Here are a Few Ways to Begin Viewing Your Pain Through a Lens of Safety:

  1. Gather evidence that your pain is neuroplastic and not caused by structural damage. View the 12 criteria we utilize to assess clients for neuroplastic pain on our FAQ Page. By beginning to believe our pain is not structurally caused, the danger circuits in our brain become deactivated, which allows our brain to begin interpreting safe signals from the body accurately1,3.

  2. Somatic Tracking. When the pain is mild to moderate, we support clients in using somatic tracking with the hopes of getting a corrective experience (where the fear of the pain reduces). Somatic tracking is a special type of exposure that supports clients in beginning to view their pain through a lens of safety (with a lightness and curiosity)1,3.

  3. Self-compassion. People with neuroplastic pain have the common personality traits of perfectionism, anxious, people-pleasing, and conscientiousness1,2. These personality traits make them prone to self-criticism, worry, and placing pressure on themselves. We support clients in beginning to build a self-compassion practice, as it creates a sense of safety. Asking ourselves what we can do to feel safe while we are suffering, allows us to begin viewing our pain and life through a lens of safety.

Final Thought

I encourage everyone to consider if you are viewing your pain through a lens of danger, and try out some of the strategies outlined in this post. If you have questions, please feel free to ask them in the comments section below. If you need support in overcoming neuroplastic pain, visit our contact page to book an initial consultation and begin your journey out of chronic pain.

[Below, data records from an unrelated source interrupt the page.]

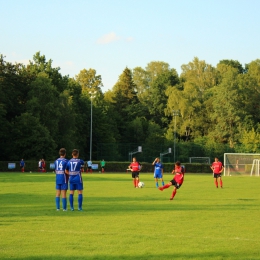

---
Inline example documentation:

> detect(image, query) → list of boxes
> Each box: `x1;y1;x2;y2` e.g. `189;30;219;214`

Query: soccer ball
138;181;144;188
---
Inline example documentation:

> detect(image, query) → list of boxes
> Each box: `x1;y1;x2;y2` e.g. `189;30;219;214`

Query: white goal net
189;157;210;164
224;153;260;176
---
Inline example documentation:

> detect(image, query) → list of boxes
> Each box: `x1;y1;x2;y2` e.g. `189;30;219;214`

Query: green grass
0;173;260;260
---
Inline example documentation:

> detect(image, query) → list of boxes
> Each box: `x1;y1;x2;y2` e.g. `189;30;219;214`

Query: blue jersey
154;163;163;178
66;158;84;183
54;158;68;184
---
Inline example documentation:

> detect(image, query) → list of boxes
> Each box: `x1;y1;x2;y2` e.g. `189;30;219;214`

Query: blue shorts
153;172;162;179
70;183;83;190
56;183;68;190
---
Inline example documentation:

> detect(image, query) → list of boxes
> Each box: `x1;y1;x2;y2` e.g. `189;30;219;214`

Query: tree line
0;52;260;161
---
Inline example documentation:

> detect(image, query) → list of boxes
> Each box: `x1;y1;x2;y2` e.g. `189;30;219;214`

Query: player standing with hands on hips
210;157;224;188
128;157;142;188
66;149;84;211
54;148;69;211
159;161;185;200
152;158;164;188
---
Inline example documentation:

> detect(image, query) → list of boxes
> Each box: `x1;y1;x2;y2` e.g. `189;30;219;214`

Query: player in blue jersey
86;160;92;173
152;158;164;188
66;149;84;211
54;148;69;211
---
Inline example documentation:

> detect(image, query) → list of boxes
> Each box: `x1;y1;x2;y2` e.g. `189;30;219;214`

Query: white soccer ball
138;181;144;188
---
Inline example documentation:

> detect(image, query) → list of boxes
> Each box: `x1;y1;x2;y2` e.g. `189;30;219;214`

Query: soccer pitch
0;173;260;260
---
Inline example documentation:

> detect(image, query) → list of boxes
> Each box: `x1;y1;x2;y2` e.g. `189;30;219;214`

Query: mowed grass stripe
0;173;260;260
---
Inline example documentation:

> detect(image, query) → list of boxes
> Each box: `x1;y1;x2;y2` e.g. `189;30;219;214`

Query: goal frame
223;153;260;176
189;157;210;164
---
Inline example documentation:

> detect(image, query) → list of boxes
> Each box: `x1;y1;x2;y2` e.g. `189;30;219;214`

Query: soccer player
152;158;164;188
42;159;46;172
159;161;185;200
20;159;25;172
128;157;142;188
100;159;106;173
66;149;84;211
210;157;224;188
86;160;92;173
54;148;69;211
38;159;42;172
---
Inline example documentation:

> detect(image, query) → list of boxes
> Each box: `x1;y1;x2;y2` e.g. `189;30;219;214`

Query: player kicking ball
159;161;185;200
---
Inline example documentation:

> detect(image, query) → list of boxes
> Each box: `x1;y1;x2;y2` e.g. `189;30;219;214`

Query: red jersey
129;162;141;172
173;166;184;184
212;161;223;174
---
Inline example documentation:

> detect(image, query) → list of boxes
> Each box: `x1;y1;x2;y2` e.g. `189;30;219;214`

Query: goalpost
224;153;260;176
189;157;210;164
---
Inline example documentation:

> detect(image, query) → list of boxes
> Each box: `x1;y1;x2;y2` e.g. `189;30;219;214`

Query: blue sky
0;0;260;92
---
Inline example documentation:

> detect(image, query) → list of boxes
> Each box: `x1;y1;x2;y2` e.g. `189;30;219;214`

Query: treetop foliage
0;52;260;161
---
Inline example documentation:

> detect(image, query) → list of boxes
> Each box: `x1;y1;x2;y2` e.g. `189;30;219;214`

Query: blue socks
78;194;83;209
70;194;74;209
55;197;60;209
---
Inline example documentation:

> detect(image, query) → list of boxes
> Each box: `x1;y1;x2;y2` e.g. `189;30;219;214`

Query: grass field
0;173;260;260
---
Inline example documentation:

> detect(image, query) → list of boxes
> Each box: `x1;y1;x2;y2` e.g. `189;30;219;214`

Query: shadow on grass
1;252;259;260
0;193;254;219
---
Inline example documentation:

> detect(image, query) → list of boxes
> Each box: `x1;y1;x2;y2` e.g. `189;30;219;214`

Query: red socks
133;179;139;187
171;189;177;199
162;183;171;190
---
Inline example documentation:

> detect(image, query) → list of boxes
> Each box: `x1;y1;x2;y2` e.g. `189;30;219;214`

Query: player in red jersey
210;157;224;188
128;157;142;188
159;161;185;200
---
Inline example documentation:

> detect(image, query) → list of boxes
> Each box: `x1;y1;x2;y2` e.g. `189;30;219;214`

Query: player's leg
135;172;140;188
69;183;76;211
161;175;164;186
214;174;218;188
219;177;223;188
55;184;61;210
154;177;159;189
170;186;177;200
78;188;83;211
159;181;173;191
61;183;68;211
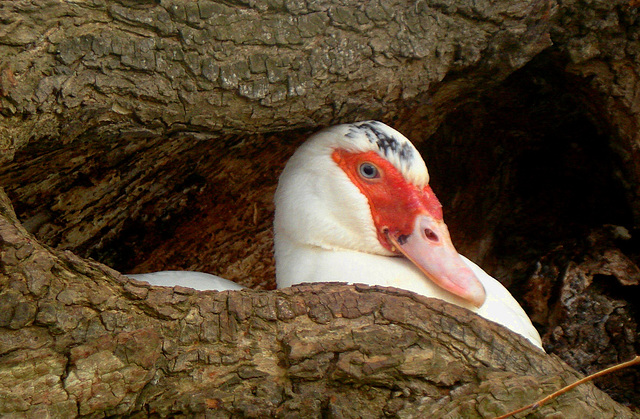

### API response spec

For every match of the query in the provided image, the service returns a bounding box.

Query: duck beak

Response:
[386,214,486,307]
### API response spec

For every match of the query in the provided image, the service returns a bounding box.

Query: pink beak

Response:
[387,214,486,307]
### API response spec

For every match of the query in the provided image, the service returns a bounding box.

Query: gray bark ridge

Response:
[0,0,554,161]
[0,189,634,418]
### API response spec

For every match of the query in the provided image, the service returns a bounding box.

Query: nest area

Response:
[0,49,640,410]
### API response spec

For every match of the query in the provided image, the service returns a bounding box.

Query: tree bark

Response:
[0,189,634,418]
[0,0,640,417]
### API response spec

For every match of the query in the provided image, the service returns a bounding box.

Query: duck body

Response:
[131,121,542,348]
[277,233,542,348]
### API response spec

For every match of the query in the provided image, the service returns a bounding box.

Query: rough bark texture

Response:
[0,0,640,417]
[0,189,634,418]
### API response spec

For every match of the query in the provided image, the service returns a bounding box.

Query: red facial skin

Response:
[332,149,442,253]
[332,150,486,307]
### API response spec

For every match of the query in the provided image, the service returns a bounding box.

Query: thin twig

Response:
[495,355,640,419]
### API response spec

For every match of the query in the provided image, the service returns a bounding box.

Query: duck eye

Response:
[358,163,380,179]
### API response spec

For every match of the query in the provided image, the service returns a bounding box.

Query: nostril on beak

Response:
[424,228,440,242]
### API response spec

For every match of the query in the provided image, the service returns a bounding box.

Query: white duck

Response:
[129,121,542,347]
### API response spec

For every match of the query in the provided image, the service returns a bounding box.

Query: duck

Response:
[128,121,542,349]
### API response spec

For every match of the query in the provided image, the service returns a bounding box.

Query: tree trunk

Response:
[0,0,640,417]
[0,194,633,418]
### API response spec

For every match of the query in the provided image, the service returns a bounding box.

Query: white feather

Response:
[129,121,542,348]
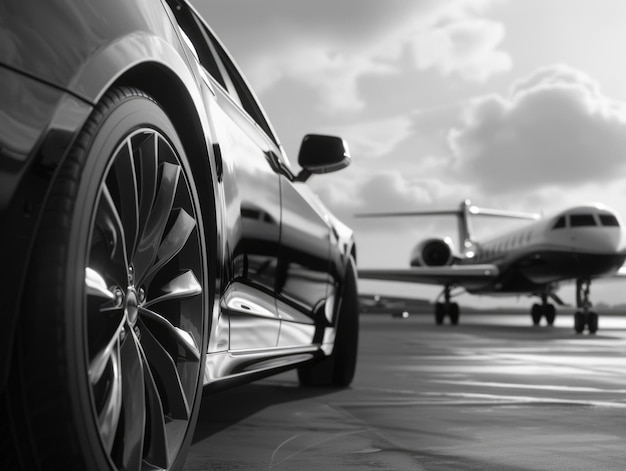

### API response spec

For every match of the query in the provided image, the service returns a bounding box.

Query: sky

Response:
[193,0,626,304]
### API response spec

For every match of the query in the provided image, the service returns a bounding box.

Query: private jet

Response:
[356,200,626,334]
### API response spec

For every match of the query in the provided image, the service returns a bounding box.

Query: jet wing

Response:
[359,264,500,286]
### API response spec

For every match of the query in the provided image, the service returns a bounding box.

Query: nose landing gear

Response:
[530,293,556,325]
[435,285,461,325]
[574,278,598,334]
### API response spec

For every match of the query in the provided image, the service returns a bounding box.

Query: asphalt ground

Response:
[184,313,626,471]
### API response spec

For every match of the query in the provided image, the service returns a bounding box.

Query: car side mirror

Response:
[296,134,352,182]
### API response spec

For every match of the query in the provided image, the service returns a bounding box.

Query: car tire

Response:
[298,259,359,387]
[7,88,213,471]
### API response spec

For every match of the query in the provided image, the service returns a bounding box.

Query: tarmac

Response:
[184,312,626,471]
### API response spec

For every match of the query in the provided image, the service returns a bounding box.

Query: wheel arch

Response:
[112,62,223,346]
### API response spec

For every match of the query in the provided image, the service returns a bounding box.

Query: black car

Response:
[0,0,358,470]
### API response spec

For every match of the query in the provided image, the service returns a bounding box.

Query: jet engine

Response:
[411,237,454,267]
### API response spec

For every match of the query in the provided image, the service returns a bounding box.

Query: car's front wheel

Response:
[10,88,211,470]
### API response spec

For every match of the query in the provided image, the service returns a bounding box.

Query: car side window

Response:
[165,0,226,88]
[169,0,278,149]
[186,14,278,144]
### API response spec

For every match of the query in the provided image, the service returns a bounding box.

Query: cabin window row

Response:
[552,214,619,229]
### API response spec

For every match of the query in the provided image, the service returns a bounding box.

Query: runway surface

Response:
[184,314,626,471]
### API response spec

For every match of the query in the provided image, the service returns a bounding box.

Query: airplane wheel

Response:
[530,303,542,325]
[574,311,586,334]
[544,304,556,325]
[435,303,446,325]
[449,303,460,325]
[587,312,598,334]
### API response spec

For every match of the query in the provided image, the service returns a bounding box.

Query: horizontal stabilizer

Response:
[355,206,541,220]
[359,264,500,286]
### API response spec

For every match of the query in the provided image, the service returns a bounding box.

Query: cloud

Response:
[449,65,626,192]
[202,0,511,113]
[412,17,512,81]
[322,116,413,158]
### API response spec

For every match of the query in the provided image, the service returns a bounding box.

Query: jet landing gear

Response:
[530,294,556,325]
[435,286,460,325]
[574,279,598,334]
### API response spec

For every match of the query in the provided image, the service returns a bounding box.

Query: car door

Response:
[276,177,334,347]
[169,4,281,350]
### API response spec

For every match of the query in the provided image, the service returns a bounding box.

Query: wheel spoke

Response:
[98,342,122,453]
[142,344,170,469]
[96,185,128,269]
[113,139,139,258]
[133,133,159,242]
[145,270,202,307]
[141,318,189,420]
[145,208,196,282]
[88,315,126,384]
[133,162,180,283]
[85,267,115,301]
[120,330,146,470]
[139,307,200,361]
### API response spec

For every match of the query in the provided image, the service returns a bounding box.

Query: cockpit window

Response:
[569,214,597,227]
[552,216,565,229]
[600,214,619,227]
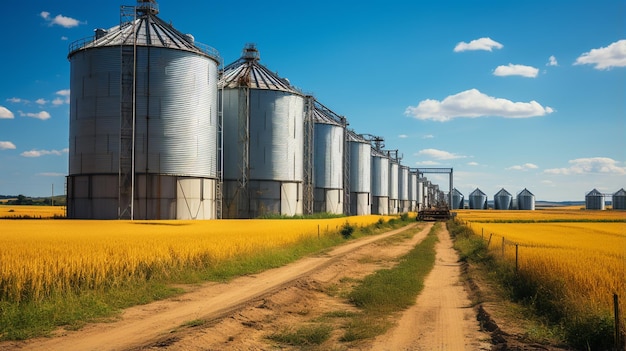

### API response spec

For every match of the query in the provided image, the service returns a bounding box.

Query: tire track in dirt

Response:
[0,224,417,351]
[371,227,491,351]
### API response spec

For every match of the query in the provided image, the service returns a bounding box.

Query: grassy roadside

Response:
[0,216,413,340]
[268,224,441,349]
[448,221,613,350]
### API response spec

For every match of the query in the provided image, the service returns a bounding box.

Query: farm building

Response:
[585,189,605,210]
[469,188,487,210]
[219,44,306,218]
[517,188,535,211]
[493,188,513,210]
[67,1,220,219]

  1. Gordon, A., Ziv, A. (2021). The way out: A revolutionary, scientifically proven approach to healing chronic pain. Sony/ATV Music Publishing LLC.

  2. Clarke, D. D., & Schubiner, H. (2019). Introductions. In D. Clarke, H. Schubiner, M. Clarke-Smith, & A. Abbass (Eds.), Psychophysiologic disorders: Trauma informed, interprofessioal diagnosis and treatment (pp. 5-25). Psychophysiologic Disorders Association.

  3. Pain Reprocessing Therapy Center (2021). Pain reprocessing therapy training.